791「敬うもののなくなった時代」(8月14日(金)晴れ)

ちなみに若者に「あなたは誰を尊敬していますか。」と聞いてみたまえ。
せいぜいお父さんとか、お母さんとか、そうでなければ、昨日書物で読んだだけの偉人の名前を答えるくらいが関の山ではないか。

神様は崇敬の対象だった。それが現世に現れたとする天皇陛下も崇敬すべきものだった。
ことの是非を問うているのではない。とにかくそういうものであった。それが神様なんていないと分かり、天皇が人間天皇を宣言し、必ずしも崇敬の対象ではなくなった。神様の不在で宗教が信じられなくなった。あんなものは坊主や司祭に飯を食わせる手段に過ぎない。
奇跡もあの世もありはしない、あれは現世の人間をだます小道具に過ぎない。
軍人も大臣も尊敬されなくなった。日本を敗戦に導いたのは軍人だ。尊敬なんかに値しない。
いまどき武器を持つなんて下等な人間のやることだ。国が守られるのは当然だが、そんなことはやりたいやつに金を払ってやってもらえばいい。大臣は政治家の成れの果てだ。自分の利権を守ることばかり考えている政治家など下等な職業だ!
学校の先生は尊敬する存在か。民主主義が生まれ、先生なんてまずは生まれているに過ぎない。
文句があればどんどんいわなければいけない。教育は、自分の都合いいようになおしてもらわなければならない。親の態度はもちろん子にも植え付けられた。
社長さんや部長さんは一時期尊敬する存在だった。とにかく日本の復活を支えてきた!あんな人になりたい。しかしなったって苦労が多いだけだ。本はと言えば同じ人間、家庭に帰れば妻や子供に手を焼く男に過ぎない。

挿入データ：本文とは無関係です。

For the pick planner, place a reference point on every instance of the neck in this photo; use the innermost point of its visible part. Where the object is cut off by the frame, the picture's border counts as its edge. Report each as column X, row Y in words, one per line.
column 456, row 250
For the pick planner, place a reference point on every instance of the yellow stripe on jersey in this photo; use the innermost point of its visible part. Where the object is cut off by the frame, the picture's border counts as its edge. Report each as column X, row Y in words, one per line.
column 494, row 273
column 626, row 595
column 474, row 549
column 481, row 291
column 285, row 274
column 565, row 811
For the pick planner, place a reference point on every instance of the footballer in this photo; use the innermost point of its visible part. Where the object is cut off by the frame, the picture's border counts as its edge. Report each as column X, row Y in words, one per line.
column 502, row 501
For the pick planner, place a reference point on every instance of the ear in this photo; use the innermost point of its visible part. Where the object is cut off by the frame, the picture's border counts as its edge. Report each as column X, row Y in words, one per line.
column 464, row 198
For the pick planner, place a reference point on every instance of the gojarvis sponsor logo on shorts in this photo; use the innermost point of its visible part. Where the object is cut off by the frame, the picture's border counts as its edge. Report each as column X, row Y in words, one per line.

努力してそんなものになって何がいい!

残ったのは父や母のいる家庭だったのかもしれない。しかしそれも崩れてきた。家と言う考えの崩壊の下に・・・・・。ゴーギャンの言った「我々はどこから来たのか、何者なのか、どこに行くのか。」そんなことはどうでもいい。とにかく今が大事なだけだ。父や母は役目を終えればさっさと去ればいい。墓なんてどうでもいい。
家庭は父親を中心に母親が補佐をし、子供たちを育ててなりたってきた。女は大変で「三界に家なし」なんていわれた。幼くして親に仕え、嫁して夫に仕え、老いては子に従う。今では夫が月給運搬鳥に成り下がり、威張る理由はないと権威がなくなった。母親の態度を子供が見ているから子供も父親を尊敬しなくなった。そして何でも、はいはいといい、優しい物分りのいい夫だけが好かれるようになった。

民主党が、日本国旗を切り貼りして党の旗を作った。麻生総理は国旗に対する侮辱だ、と非難し、民主党はけしからん、しかしたいしたことではない、と逃げを打つ。
議論の当否はともかく、私はやった本人の考えを気にしている。あれは絶対に故意にやっている。日本に価値を認めず、なくなってしまえばいい、くらいに考えてやったに違いない。
私にとって日本は、自分のアイデンテイテイみたいなものでそれなりに大切であった。崇敬すべきものであった。その象徴である国旗は、やっぱり大事なものだった。
しかし日本そのものに価値を認めないと言うなら、話は違うかもしれない。国家の理想は、社会保険組合みたいに物、つまり国民全体で儲けた金を、税金や積み立てと言うシステムを作って徴収し、分配し平等化する、それによってみんなの健康保険や老後の生活を保障する、しかし顔は見えなくてよろしい、傘下の民は平和と生活保障をと叫ぶ流浪の民みたいなものなのか。そういう考えは、一部の人は良くても私は嫌だ!今度の選挙は革命的だ、と言う人もいる。革命の後、日本さえ尊敬の対象でなくなることを恐れる。

何も、誰も恐れる必要がなくなった。尊敬に値しないと分かった。それなら一体何を目標に我々は生きるべきか。価値判断の基準をどこに置くべきか。尊敬するのは自分自身。その自分の欲望がどこまで満たされるかが問題なのだ。結果、みなdemandingになり、それが満たされないのは、社会が悪いということにしてしまう。しかしその要求をすべて受け入れられるほど社会に許容量がないことは確実だ。
自分の隠された欲望を満たすために、世間的には正義の仮面をかぶって行動する人が多いように感じられるのはなぜだろう。心に中に秘めた欲望と口に出していう社会正義。しかしその二重構造は、情報の発達した現代ではすぐに透けて見えてしまう。そこが「敬うもののなくなった時代」の根本かも知れぬ。
庶民が、尊敬するものがなくなって、自分中心にのみ考えるようになるのはある意味で当然かもしれぬ。しかしこの社会の行き着く先は一体どうなるのだろう。